As if it wasn't already, but Jamie hand delivered our "letter of intent" to homeschool for 2010-2011 this morning. I was typing it up last night and it just felt so real all of a sudden. I have only been at this for a few months and this will be my first full official year with all the children. I can't wait to dive into the curriculum that has been on the shelf taunting me for months now. I bought supplies this weekend and I have a feeling I bought way too much! I have big plans for our homeschool room when we move and I have so many idea swarming through my head, I doubt I'll even have time for them all. The homeschool group should kick off here in a few weeks and God willing, we'll make some connections and friendships within that group. Our official start date is Monday. I began the planning process this past weekend and the kids are geared up and excited too.
I had a good friend tell me when I first began that God will take the knowledge that I pour into them and multiply it in a way that nobody can explain. I'm kind of excited about relearning some of the history and science that I have long forgotten myself. Satan is already trying to whisper in my ear that I'm going to screw up my kids somehow. I also know that I'm in a huge minority around here that I didn't feel in Owensboro. Homeschooling is so misunderstood and has such preconceived opinions connected to it, which I admit I used to have myself to some extent.

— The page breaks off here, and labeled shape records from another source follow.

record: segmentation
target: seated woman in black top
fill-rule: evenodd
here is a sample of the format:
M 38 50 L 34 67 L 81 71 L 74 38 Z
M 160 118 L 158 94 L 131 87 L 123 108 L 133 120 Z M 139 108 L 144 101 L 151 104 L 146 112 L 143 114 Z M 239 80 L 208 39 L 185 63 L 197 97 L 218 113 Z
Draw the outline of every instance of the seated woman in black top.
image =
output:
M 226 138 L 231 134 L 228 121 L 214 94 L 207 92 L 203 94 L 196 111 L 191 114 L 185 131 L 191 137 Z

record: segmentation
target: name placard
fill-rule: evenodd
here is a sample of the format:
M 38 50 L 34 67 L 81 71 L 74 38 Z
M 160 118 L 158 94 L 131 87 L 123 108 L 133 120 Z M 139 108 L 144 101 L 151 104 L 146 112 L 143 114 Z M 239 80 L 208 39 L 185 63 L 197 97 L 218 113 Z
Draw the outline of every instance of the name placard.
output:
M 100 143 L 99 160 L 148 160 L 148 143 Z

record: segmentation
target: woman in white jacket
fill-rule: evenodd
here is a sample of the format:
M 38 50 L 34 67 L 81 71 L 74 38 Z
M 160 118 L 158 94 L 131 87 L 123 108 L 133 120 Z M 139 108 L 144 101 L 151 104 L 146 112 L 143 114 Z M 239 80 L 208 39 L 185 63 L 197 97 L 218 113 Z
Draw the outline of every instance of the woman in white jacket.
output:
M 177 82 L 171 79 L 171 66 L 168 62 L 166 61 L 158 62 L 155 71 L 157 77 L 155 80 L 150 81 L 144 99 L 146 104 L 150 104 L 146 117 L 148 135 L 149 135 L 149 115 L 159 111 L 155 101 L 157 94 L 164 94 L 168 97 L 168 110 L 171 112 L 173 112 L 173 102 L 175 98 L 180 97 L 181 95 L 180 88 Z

I know that those words and thoughts are not from God, because he called us to do this and I know that my children will benefit from this in more ways that academics. Why is Satan always trying to convince us things from GOD are not worth our time or we aren't good enough? He won't win this one! Not in my house!
God has special plans for our family on the horizon. Some days I have to tell myself that more than once though. It has been a trial, but I'm loving the "busyness" of the past couple of weeks. August is upon us, which means there is good news in the Hughes house on the horizon.